The result of the Lord’s presence is healing for the Christian community. The Lord’s presence draws us together as the people of God. The barriers that divide us are broken down by his presence. We see the Lord’s presence in the faces of other believers. With the joy provided by the Holy Spirit, we gladly use our gifts for the common good (1 Cor 12:7) and grow together in Christ (Eph 4:15-16). Being present in this Christian community provides a wonderful antidote for bitterness and anger. In this community we find support, encouragement, and accountability in our battle with the sin of anger.

Sunday, February 1, 2009

Joy replaces Anger

The problem with harboring anger is that one is left with a lot of bitterness, self-pity, and a lousy attitude.
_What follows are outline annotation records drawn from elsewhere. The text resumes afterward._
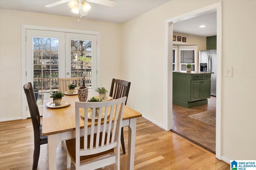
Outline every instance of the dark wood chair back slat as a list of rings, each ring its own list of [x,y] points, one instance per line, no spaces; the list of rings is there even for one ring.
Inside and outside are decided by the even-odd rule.
[[[47,143],[48,141],[47,136],[42,136],[42,134],[40,115],[32,84],[31,83],[27,83],[23,86],[23,88],[27,98],[34,130],[34,148],[32,169],[36,170],[40,153],[40,145]]]
[[[126,105],[130,85],[131,83],[127,81],[113,79],[109,93],[110,96],[112,97],[114,99],[119,99],[126,96],[127,97],[125,102]]]

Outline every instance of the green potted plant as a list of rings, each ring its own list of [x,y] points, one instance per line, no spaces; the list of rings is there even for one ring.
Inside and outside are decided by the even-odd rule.
[[[60,91],[53,91],[51,93],[50,97],[52,98],[53,100],[53,103],[56,106],[60,105],[61,99],[64,96],[64,93]]]
[[[92,97],[91,98],[90,98],[90,99],[88,100],[88,101],[87,101],[88,102],[98,102],[99,101],[102,101],[102,100],[101,100],[99,98],[96,98],[94,97]],[[92,108],[91,108],[91,109],[92,109]],[[98,116],[99,113],[100,112],[100,108],[98,107],[96,108],[96,113],[95,113],[95,115],[96,116]]]
[[[80,87],[78,87],[78,98],[80,101],[86,102],[88,97],[88,87],[86,87],[86,77],[87,74],[82,79],[79,79]]]
[[[99,93],[100,99],[102,100],[105,99],[106,93],[108,93],[108,91],[104,87],[98,87],[95,90],[95,91]]]
[[[69,90],[69,93],[70,94],[74,94],[74,91],[75,88],[76,87],[76,85],[74,84],[70,84],[68,85],[68,87]]]
[[[191,64],[187,64],[186,66],[187,67],[187,72],[191,72],[191,66],[192,65]]]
When God forgives our sins of anger, the Holy Spirit replaces the anger with something new and refreshing. We receive the fruit of the Spirit known as joy. Turning to Paul’s letter to the Philippians, especially the fourth chapter, we see how amazing that joy really is.

Paul wrote this letter from prison. He was not a free man when he wrote, yet he wrote as the freest of men. His counsel from prison was to rejoice. When we sit in our own prison of self-pity and anger, what wonderful counsel it is to bring us freedom.

Paul understood that joy was not something we manufacture inside ourselves. It is fruit that the Holy Spirit bears in our lives. He does that by empowering certain practices in our lives. Let’s look at what they are.

Paul says in verse five that you practice joy when you “Let your gentleness be evident to all.” To make this happen the Holy Spirit has to do two things. First, he takes from us our legal rights. That is total opposite of what anger demands. To be gentle is to give up any claim we have to restitution for what wrongs have been done us. This gentleness is illustrated in God through Jesus Christ. God did not treat us according to what justice demanded concerning our disobedience to him. Jesus instead took our punishment on the cross. Because of what Jesus did for us, God can now be gentle with us by being kind, patient, and generous toward us.

Anger is quick to demand justice and, if left to fester, revenge. The Holy Spirit frees us to turn the issue of justice over to God and empowers us to love our enemies (Matt 5:43-48). This love may never equate to liking an enemy, but it will show itself in gentle ways we deal with our enemy. This gentle choice is available to us by the working of the Holy Spirit.

Second, the Holy Spirit points to the sun. In Ephesians 4:26 he says, “Do not let the sun go down while you are still angry.” He does not expect us to simply drop our anger or ignore it. He does not expect us to solve every problem before sundown. He enables us to process the anger. This happens when we turn our need for justice and revenge over to the Lord. This happens when we reflect on the love and forgiveness that is freely ours in Jesus. This happens when we make the choice to be gentle rather than vengeful. It is then that we are able to listen rather than speak and slow down the process of anger by not allowing it to fester in our lives (James 1:19-20).